青の手紙・5
最高神官サリサ・メル様
我故郷の嘆願の言葉に慈悲の心で接していただけまして、ありがたき幸せに思います。
ですが、私エリザは今一度、霊山に戻るまでの間、この嘆願書をサリサ様にお預かり願いたく思います。
私は、まだ巫女姫としての責務を全うしておりません。今、故郷に帰ることは、悔いを残すこととなります。
シェール様がお許しになるのであれば、そしてサリサ様が望まれるのであれば、どうぞ私にお時間をください。
温情を無にするわがままをお許しください。
エリザ
動揺を誰にも悟られぬよう、人知れず、マール・ヴェールの祠で風に煽られながら、サリサは封筒を開けていた。
封筒は、思ったよりも厚みがあって、それだけでも驚いたのだが、中から嘆願書が出てきたときには、さらに驚いた。
てっきり、お暇告げの挨拶が入っていると思っていたのに。
うれしい……を通り越して動揺していた。
彼女が、祈り所の生活に耐え切れず、死をも考えた……というのは、サリサの思い違いだったのだろうか?

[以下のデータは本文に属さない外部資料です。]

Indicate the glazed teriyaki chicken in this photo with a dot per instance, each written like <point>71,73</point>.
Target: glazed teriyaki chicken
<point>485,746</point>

霊山の束縛から逃れて自由になりたいと望んでいると思ったのは、勘違いだったのだろうか?
短すぎる手紙には、サリサに対する思いは何も書かれてはいない。だが、彼女は故郷に帰ることよりも、サリサのもとに戻ることを選んだのだ。
それは、紛れもない事実である。
あと一年したら……。
エリザは戻ってくるのだ。
それは、無理強いなどではない。
彼女の意思で……なのだ。
これほど、うれしいことはない。
サリサは、そそくさと嘆願書をしまいこむと、しばらく風に吹かれてぼうっとしていた。
風が散々髪をもてあそぶが、気にしなかった。
青い空の下、ムテの平和な村々が広がっている。その頂点にあたるこの山に、サリサはいた。
ほろり……と涙がこぼれた。
それも、一度ではなく何度もである。
が、彼はぬぐうことなく、風が乾かすままにした。
嘆願書の最後、エオルの署名がなくなっていた――
それは重大なことであったが、サリサは気がつかなかった。